自己負担を軽減するための方法を紹介

高額療養費制度には、さらに医療費の自己負担を軽くできる方法があります。

限度額適用認定証

高額療養費制度では、まずは3割の医療費を支払い、その医療費が高額療養費の自己負担限度額を超えたら、払戻しを受ける仕組みになっています。

実際に、払戻しを受けるには審査期間も含めて3ヵ月以上の時間がかかってしまいます。

「そんなに時間がかかるの?もっと早く払い戻してくれたらいいのに…」と思う場合もありますよね。そんなとき、もしかしたら、医療費が自己負担限度額を超えると事前に予想できるかもしれません。

そうであれば、加入している公的医療保険に申請し「限度額適用認定証」を交付してもらいましょう。その後、窓口で3割の医療費を支払うときに、限度額適用認定証と保険証を提示すれば、高額療養費適用後の自己負担限度額だけの支払いで済みます。

高額療養費の対象になる期間内なら合算できる

個人だと1回の医療費支払いだけでは限度額に満たなくても、1ヵ月の期間で以下のそれぞれの場合を満たせば、高額療養費制度を利用できます。

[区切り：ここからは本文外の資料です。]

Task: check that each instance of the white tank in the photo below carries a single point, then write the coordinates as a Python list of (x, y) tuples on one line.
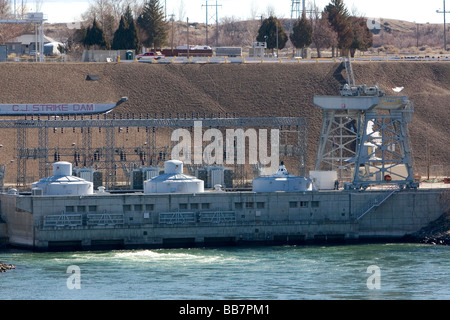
[(282, 181), (63, 183), (173, 181)]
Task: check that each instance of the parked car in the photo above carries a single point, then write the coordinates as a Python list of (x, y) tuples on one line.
[(151, 55)]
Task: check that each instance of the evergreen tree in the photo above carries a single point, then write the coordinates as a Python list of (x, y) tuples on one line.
[(301, 36), (152, 23), (126, 36), (340, 21), (95, 36), (268, 33)]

たとえば、入院、外来受診、調剤薬局など、複数の医療機関を1ヵ月の間に受診した場合、それぞれの窓口負担金が2万1000円以上であれば、高額療養費制度の対象となり、合算することができます(69歳以下の場合)。

また、例えば健康保険の被保険者が父、扶養家族が母・子であれば、3人が同一世帯となります。

国民健康保険の場合は、父の氏名の横に世帯主と表記され、母や子の氏名の横にはなにも表記されず、同じ保険証番号になっていれば、父の同一生計に母・子が含まれます。

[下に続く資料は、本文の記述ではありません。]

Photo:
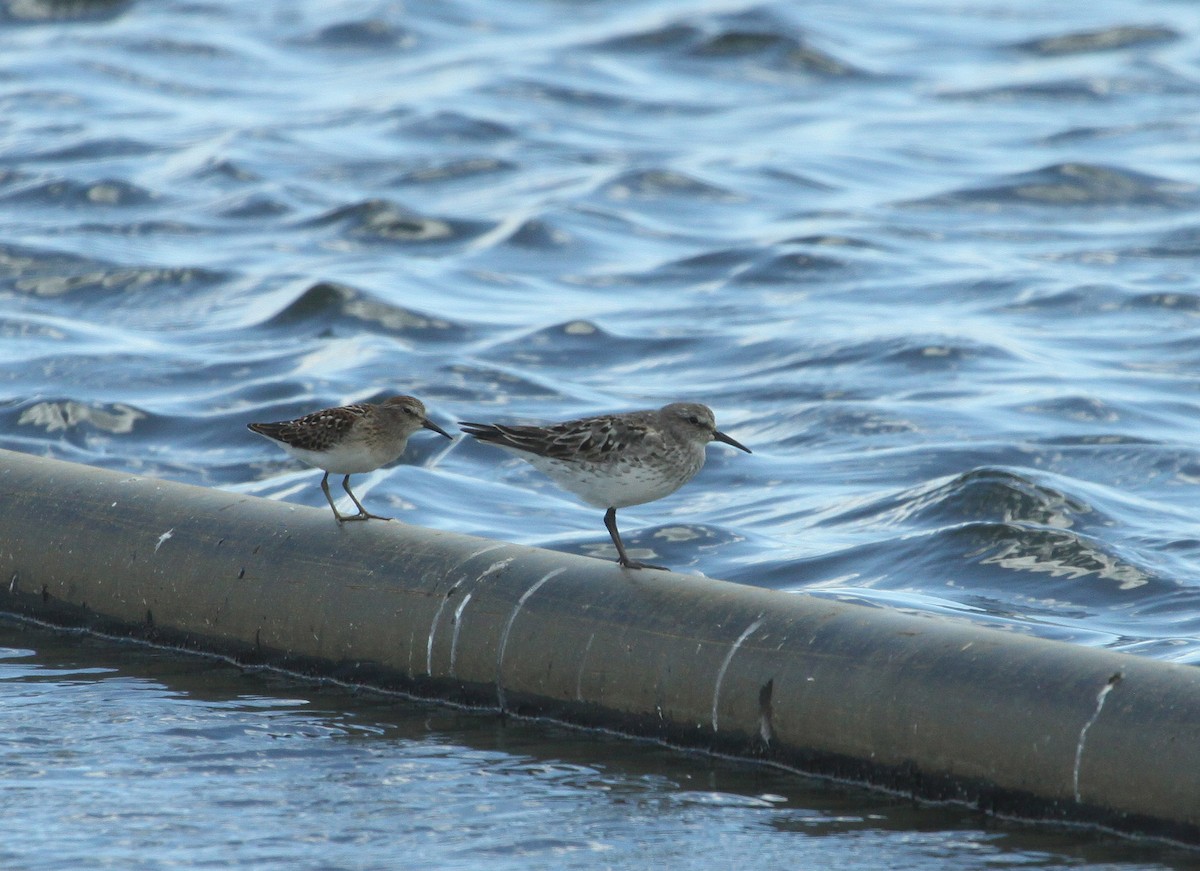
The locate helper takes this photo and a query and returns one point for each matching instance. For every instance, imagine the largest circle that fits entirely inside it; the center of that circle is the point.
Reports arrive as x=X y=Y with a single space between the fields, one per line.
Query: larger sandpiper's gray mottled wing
x=599 y=439
x=317 y=431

もし1ヵ月の間に、同一世帯内の家族が医療機関の窓口で2万1000円以上支払うことがあれば、高額療養費の合算対象とすることができます。

多数回該当になると、さらに医療費の負担が少なくなる

多数回該当とは、過去12ヵ月以内に3回以上自己負担限度額に達したことがあれば、4回目以降から自己負担限度額が引き下げられることをいいます。

出典:厚生労働省「高額療養費制度を利用される皆さまへ」

たとえば、1月に高額療養費に該当し医療費が払い戻され、同じ年の2月、5月、9月にも同様のことがあったとすれば、4回目に該当する9月が多数回該当となり、自己負担額が引下げられます。

多数回該当は、国民健康保険から健康保険への切替といったように、加入している公的医療保険が変わらない限り回数が継続されます。また、世帯合算となった高額療養費にも適用されます。